Updated

The violence that has surged for two years in Afghanistan reached a new high last week, and more difficulty lies ahead, the United States' top war zone commander said Thursday.

Gen. David Petraeus said the number of attacks in Afghanistan over the last week hit the highest level since the December 2001 fall of the Taliban.

"Some of this will go up because we are going to go after their sanctuaries and safe havens as we must," Petraeus, head of U.S. Central Command, said during a speech at the Washington think-tank Center for a New American Security.

"But there is no question the situation has deteriorated over the course of the past two years in particular and there are difficult times ahead," he said.

There were more than 400 insurgent attacks last week, including ambushes, small arms volleys, assaults on Afghan infrastructure and government offices, and roadside bomb and mine explosions. In comparison, attacks in January 2004 were less than 50 per week.

Extremist attacks in the rural nation tend to increase in the summer months, and in part are spurred by military efforts to crack down on insurgents, Petraeus said.

Petraeus, who led a beefed-up U.S. military effort that helped turnabout violence in Iraq in 2007, noted several challenges in Afghanistan he did not face while in Baghdad — including the inability of U.S. troops to live among the local residents.

He cited the need for "being good partners and good neighbors and having enormous concern, needless to say, about civilian casualties in everything we do."

Petraeus did not shed light on an inquiry he is overseeing about U.S. airstrikes in a western Afghanistan province that killed at least 30 civilians while trying to protect a village from a Taliban onslaught.

The inquiry's results are to be released as early as Friday, but the Pentagon earlier this week said U.S. troops did not follow proper tactics and procedures during the May 4-5 assault in Farah province.

Afghan officials have said that the civilian toll was 140 dead, but U.S. commanders have said they believe no more than 30 civilians were killed, along with 60 to 65 Taliban insurgents.

Pentagon spokesman Geoff Morrell said Monday that it is unclear whether an apparent failure by a B-1 bomber crew to follow procedures during the strikes "had anything to do with the fact that civilian casualties did occur in this incident."

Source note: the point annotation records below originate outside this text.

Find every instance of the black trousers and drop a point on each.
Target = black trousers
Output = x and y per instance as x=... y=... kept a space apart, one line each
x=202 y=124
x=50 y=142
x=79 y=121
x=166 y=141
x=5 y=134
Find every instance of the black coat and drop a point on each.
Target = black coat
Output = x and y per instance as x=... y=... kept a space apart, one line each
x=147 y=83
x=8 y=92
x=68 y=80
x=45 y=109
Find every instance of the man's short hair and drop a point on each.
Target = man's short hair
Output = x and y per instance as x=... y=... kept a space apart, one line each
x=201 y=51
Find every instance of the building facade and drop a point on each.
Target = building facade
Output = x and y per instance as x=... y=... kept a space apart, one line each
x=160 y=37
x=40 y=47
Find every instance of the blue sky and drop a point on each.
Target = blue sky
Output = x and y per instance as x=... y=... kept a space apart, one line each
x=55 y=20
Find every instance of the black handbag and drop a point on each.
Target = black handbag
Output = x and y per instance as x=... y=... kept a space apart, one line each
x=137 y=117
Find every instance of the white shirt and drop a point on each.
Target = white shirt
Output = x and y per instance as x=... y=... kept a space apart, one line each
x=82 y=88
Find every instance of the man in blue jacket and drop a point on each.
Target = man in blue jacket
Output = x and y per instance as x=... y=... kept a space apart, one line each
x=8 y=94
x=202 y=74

In Brussels, after meeting Thursday with European defense ministers, Defense Sec. Robert Gates said that NATO allies agree with the United States that progress must be shown in Afghanistan over the next year to 18 months.

Gates said that after this summer's election in Afghanistan, he hopes "to see if we can shift the momentum."

Speaking to reporters traveling with him from the Netherlands to Belgium, Gates said: "If we can show we're making progress, if we're heading in the right direction, the American people and the Congress will sustain this effort. But if in a year or so it appears we are in a stalemate and we're taking even more casualties, that patience would wear thin pretty soon."

Gates said he wants a wide role for the military alliance in a rearranged hierarchy that will include his new team of hand-picked generals. Gen. Stanley McChrystal, Gates' choice as the top Afghanistan commander, is expected in Europe this week.

The Pentagon is giving McChrystal as many as 400 officers and others as a brain trust devoted to Afghanistan and the related problem of instability and porous borders in Pakistan.

The alliance will cut its 14,000-member Kosovo peacekeeping force by a third as security improves in that newly independent nation, NATO Secretary-General Jaap de Hoop Scheffer said Thursday.

Gates said he hopes the scaling back of security in Kosovo might free up additional soldiers for the Afghan fight.

Besides Kosovo, the naval anti-piracy mission off Somalia's coastline also figured prominently on the agenda of the first day of the two-day meeting, de Hoop Scheffer said.